ASN-DPI details correlated application analytics across 4G and 5G
The vendor blog describes ASN-DPI as a system that correlates telecom control-plane subscriber identifiers with user-plane application traffic to produce subscriber-aware analytics for 4G EPC, 5G NSA, and 5G SA environments. The update matters for enterprise IT and security teams that need per-subscriber application visibility, QoE metrics, and traffic context for optimization and investigations.
Research Overview
The post frames a core limitation of application identification alone in mobile networks: DPI can classify what traffic is present but not which subscriber is generating each flow. It argues that linking control-plane signaling data to user-plane sessions is required to attach identity, location, and session context to application analytics.
It describes ASN-DPI as combining application identification with payload metadata extraction and real-time correlation between control-plane and user-plane data. The stated goal is subscriber-aware application analytics at line rate.
Key Findings
The blog positions correlation as the missing link between subscriber identity fields in the control plane and data sessions in the user plane. It contrasts DPI-only visibility with correlated analytics by using examples such as identifying which subscriber streams a specific application, mapping QoE to a particular subscriber, and aggregating usage by cell-site and APN.
It also describes how ASN-DPI extracts enriched per-flow metadata, including latency parameters and TCP sequence information, then pairs those details with subscriber and location context. The blog further states that the system exports enriched data and functions as a passive probe without injecting traffic.
Technical Breakdown
The post defines correlation as linking subscriber signaling information from the control plane with data sessions from the user plane to produce a unified view of subscriber activity. It lists control-plane inputs such as IMSI, MSISDN, IMEI, cell identifiers, APN/DNN, and session setup parameters, then matches them to user-plane insights such as applications, data transfer volumes, and session quality.

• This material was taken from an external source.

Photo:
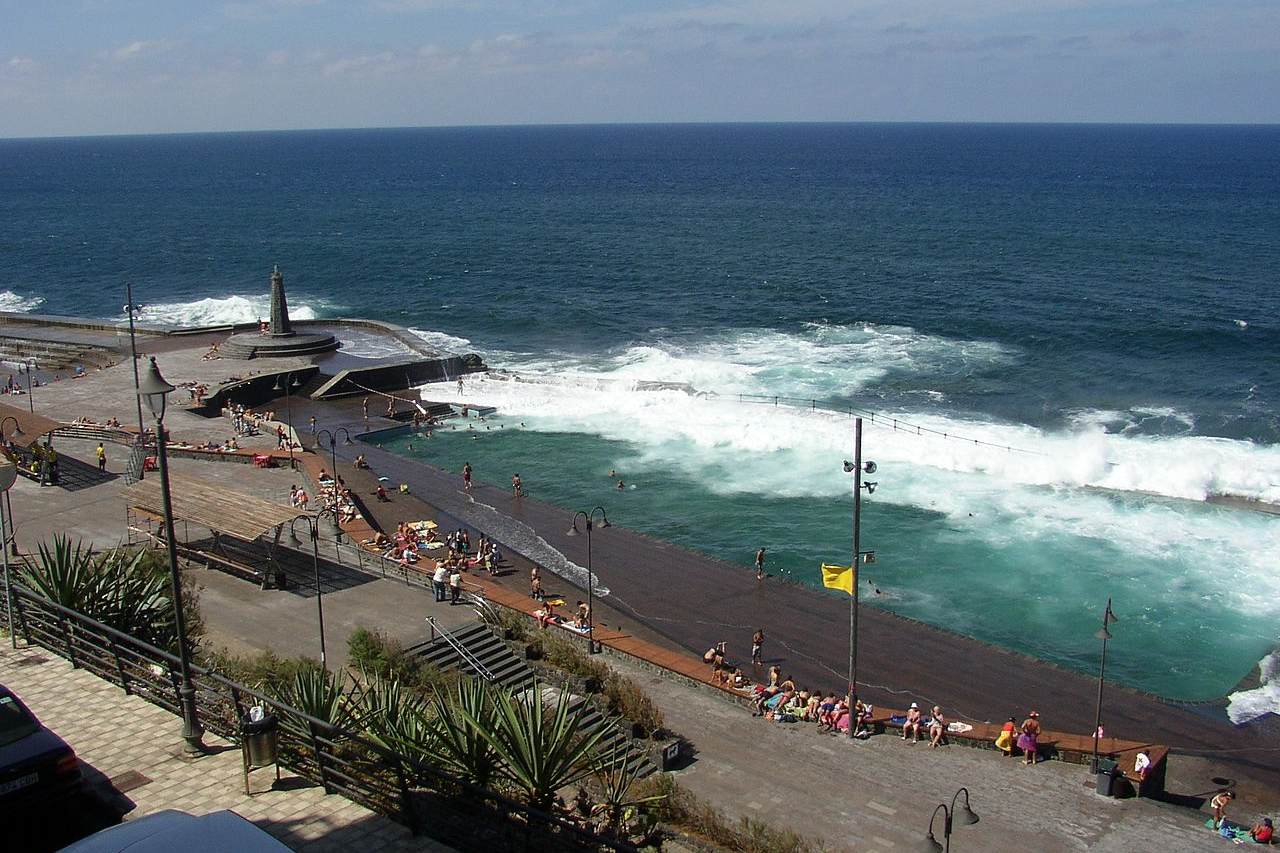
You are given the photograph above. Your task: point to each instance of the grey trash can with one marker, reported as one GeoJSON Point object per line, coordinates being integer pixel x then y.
{"type": "Point", "coordinates": [1106, 779]}
{"type": "Point", "coordinates": [261, 740]}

For per-flow insights, it describes extracted categories including user information (subscriber identity and location), flow information (IP, port, protocol, and session tracking elements), flow latency parameters (RTT granularity and jitter), and flow sequence tracking using TCP sequence analysis for packet loss or out-of-order segments. It also states the DPI engine extracts application name and category, and captures server name and SNI for encrypted payloads, including OTT, game names, and game servers.
Operational Impact and Use Cases
The blog lists subscriber-aware analytics use cases that combine DPI application identification with correlation, including per-subscriber application usage analytics, QoE-aware network optimization, and security or anomaly detection based on subscriber profiles and application behavior patterns. It also describes cell-site application analytics for aggregating correlated data by cell identifiers and application demand distribution.
Additional operational scenarios include feeding correlated application analytics into PCRF/PCF policy engines for QoS management, using TLS and QUIC intelligence to infer service identity without decrypting payloads, and performing device and OS fingerprinting using DHCP signals, user-agent data, and TLS/QUIC fingerprints. The post also describes OTT service breakdown and CDN mapping using HTTP host, TLS SNI, and QUIC transport identifiers, along with DNS intelligence for domain access patterns and query behavior.
It states ASN-DPI supports mixed and evolving telecom architectures by parsing GTPv2-C for 4G control signaling, N11 over HTTP/2 for 5G SA, and RADIUS alongside these. It further specifies that encrypted traffic identification relies on fingerprinting techniques such as JA3, JA3S, and JA4, plus metadata such as SNI, TLS certificate fields, QUIC transport parameters, and connection IDs.
Overall, the blog presents ASN-DPI as a correlation-first approach that attaches subscriber and session context to DPI-derived application and protocol metadata across 4G and 5G architectures. This “Blog Signals brief” is a fact-based summary of the vendor blog for enterprise decision-makers evaluating subscriber-aware visibility, QoE analytics, and security-relevant traffic context.